No one believed that her ven­ture would work, at least not at first. McEvoy yet again proved that bet­ting against her suc­cess was fool­hardy. After care­fully exam­in­ing the local micro­cli­mate and soil around Marin County, and con­sult­ing with a host of Tuscan experts, she impor­tant one thou­sand Tuscan seedlings and from that foun­da­tion, opened what came to be McEvoy Ranch.

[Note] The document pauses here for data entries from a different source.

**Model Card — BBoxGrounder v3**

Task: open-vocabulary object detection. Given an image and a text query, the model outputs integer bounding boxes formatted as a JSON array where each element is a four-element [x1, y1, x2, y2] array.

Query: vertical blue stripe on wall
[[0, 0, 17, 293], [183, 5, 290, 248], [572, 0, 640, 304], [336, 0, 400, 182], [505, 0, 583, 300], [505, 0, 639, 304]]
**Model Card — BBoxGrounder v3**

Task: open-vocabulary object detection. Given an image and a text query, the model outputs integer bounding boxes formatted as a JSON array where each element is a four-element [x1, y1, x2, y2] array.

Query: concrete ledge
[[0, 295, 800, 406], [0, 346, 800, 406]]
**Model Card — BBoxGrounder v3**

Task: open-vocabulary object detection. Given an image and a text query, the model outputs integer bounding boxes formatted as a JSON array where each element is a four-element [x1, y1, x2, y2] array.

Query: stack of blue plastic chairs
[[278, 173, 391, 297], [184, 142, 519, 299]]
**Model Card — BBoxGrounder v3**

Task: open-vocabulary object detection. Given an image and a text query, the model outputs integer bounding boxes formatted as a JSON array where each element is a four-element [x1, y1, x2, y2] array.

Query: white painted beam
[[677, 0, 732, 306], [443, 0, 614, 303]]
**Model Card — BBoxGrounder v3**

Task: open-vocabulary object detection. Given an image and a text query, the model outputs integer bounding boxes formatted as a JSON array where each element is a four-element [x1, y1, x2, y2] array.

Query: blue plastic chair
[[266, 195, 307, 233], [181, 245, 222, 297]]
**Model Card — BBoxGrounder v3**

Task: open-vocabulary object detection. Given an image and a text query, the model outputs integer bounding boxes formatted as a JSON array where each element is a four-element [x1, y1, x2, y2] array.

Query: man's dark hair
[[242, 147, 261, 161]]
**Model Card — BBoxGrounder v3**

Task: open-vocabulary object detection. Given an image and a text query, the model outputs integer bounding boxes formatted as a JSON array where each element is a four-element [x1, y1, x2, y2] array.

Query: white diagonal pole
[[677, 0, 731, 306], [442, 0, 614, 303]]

In the three decades since the ranch was founded, the extra vir­gin olive oil pro­duced by McEvoy Ranch has been awarded count­less medals and received indus­try acco­lades the world over. Not only has the com­pany crafted some of the most dis­tinct arti­sanal extra vir­gin oils on the mar­ket, they branched into olive oil prod­ucts and were instru­men­tal in putting California on the olive pro­duc­ing map.

Nan McEvoy’s olive grove remains on the site it was first planted. Those seedlings have matured into healthy, strong trees, stand­ing as beau­ti­ful reminders of the spoils of a per­sis­tent vision. When any­one told Nan Tucker McEvoy that some­thing would be tough, or that it sim­ply could not be done, she had a knack for going out and prov­ing them wrong.